Breast cancer can resurface after remaining dormant for 15 years following successful treatment, a study has found.
Women with large tumours and cancer that had spread to the lymph nodes had the highest 40% risk of it coming back.
Researchers writing in the New England Journal of Medicine said extending treatment with hormone therapy could reduce the risk of it recurring.
Scientists analysed the progress of 63,000 women for 20 years.
All had the most common form of breast cancer.
This is a type fuelled by the hormone oestrogen which can stimulate cancer cells to grow and divide.
Every patient received treatments such as tamoxifen or aromatase inhibitors which block the effects of oestrogen or shut off the hormone's supply.
Although after five years of treatment their cancers had gone, over the next 15 years a steady number of women found that their cancer spread throughout their body - some up to 20 years after diagnosis.
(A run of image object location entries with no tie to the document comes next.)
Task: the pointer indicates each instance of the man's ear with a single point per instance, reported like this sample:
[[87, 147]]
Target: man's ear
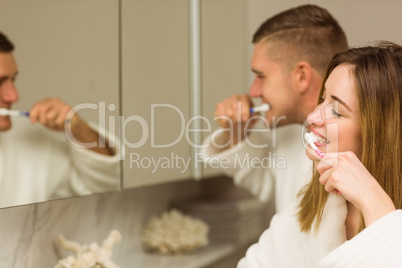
[[303, 74]]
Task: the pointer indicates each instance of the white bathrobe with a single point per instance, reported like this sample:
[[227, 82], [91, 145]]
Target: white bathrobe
[[283, 245], [37, 164]]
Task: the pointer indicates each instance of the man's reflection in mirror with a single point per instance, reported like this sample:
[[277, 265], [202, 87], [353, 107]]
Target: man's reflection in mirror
[[37, 161]]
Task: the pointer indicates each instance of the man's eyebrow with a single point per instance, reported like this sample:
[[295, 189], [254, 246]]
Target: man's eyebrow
[[256, 72], [341, 102]]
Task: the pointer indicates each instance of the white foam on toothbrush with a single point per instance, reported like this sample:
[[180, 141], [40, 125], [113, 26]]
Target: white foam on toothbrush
[[4, 112], [310, 138], [262, 108]]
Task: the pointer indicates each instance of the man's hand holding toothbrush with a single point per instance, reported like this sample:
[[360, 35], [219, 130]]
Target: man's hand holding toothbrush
[[235, 116], [52, 113]]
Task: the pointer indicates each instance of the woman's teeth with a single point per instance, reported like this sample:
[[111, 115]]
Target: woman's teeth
[[319, 139]]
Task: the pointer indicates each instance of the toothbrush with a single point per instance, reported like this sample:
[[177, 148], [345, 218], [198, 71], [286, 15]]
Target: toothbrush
[[310, 139], [262, 108], [4, 112]]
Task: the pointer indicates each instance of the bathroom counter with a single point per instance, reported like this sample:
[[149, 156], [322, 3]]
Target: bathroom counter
[[205, 257]]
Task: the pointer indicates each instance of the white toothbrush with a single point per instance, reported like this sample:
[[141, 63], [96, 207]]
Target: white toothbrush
[[4, 112], [310, 139], [262, 108]]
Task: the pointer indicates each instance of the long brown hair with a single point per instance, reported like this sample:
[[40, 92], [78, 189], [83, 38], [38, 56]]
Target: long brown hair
[[378, 78]]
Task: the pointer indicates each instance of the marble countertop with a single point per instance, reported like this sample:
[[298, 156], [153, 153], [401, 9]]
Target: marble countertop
[[201, 258]]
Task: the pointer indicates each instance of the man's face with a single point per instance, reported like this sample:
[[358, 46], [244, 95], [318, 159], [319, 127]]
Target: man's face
[[8, 92], [273, 84]]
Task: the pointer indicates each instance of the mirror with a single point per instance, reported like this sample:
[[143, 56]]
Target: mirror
[[68, 50]]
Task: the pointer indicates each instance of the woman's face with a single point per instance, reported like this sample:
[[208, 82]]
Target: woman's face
[[335, 121]]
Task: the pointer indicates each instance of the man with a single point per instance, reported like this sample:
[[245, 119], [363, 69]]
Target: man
[[291, 52], [38, 162]]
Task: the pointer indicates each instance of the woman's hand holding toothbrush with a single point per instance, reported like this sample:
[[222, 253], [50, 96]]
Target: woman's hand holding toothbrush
[[344, 172]]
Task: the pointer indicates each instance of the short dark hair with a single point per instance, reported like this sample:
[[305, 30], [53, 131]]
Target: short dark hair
[[5, 44], [309, 32]]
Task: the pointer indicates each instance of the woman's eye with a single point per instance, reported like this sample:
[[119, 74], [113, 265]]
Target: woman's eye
[[335, 113], [321, 100]]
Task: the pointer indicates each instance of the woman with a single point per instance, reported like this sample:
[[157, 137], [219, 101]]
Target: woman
[[358, 184]]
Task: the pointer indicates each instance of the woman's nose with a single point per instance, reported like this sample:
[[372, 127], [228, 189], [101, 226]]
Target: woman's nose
[[9, 92], [316, 117], [255, 89]]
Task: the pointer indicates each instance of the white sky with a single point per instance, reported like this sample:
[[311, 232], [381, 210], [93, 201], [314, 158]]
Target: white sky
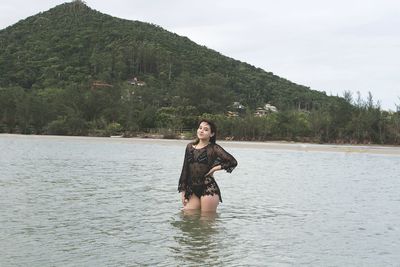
[[330, 46]]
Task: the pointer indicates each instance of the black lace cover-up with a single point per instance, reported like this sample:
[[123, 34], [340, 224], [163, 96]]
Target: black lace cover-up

Women who originally had large tumours and cancer that had spread to four or more lymph nodes were at highest risk of the cancer returning the next 15 years, the study said.
Women with small, low-grade cancers and no spread to the lymph nodes had a much lower 10% risk of cancer spread over that time.
'Remarkable'
Lead researcher Dr Hongchao Pan, from University of Oxford, said: "It is remarkable that breast cancer can remain dormant for so long and then spread many years later, with this risk remaining the same year after year and still strongly related to the size of the original cancer and whether it had spread to the (lymph) nodes."
Doctors have long known that five years of tamoxifen reduces the risk of recurrence by about a third in the five years after stopping treatment.
Recent research has suggested that extending hormone therapy to 10 years may be more effective at preventing breast cancer recurrence and death.
But there are side effects with hormone treatments which can affect patients' quality of life and cause them to stop taking the pills.
These include menopausal symptoms, osteporosis, joint pain and carpal tunnel syndrome.
Prof Arnie Purushotham, senior clinical adviser at Cancer Research UK, which funded the study, said that since the research began, new drugs had been used to treat breast cancer and those worked in different ways to tamoxifen.
He said: "It's vital that work continues to better predict which cancers might return.
"We also need to know what the difference for women might be in taking hormone therapies for 10 years instead of five, the side effects and how this affects patients' quality of life."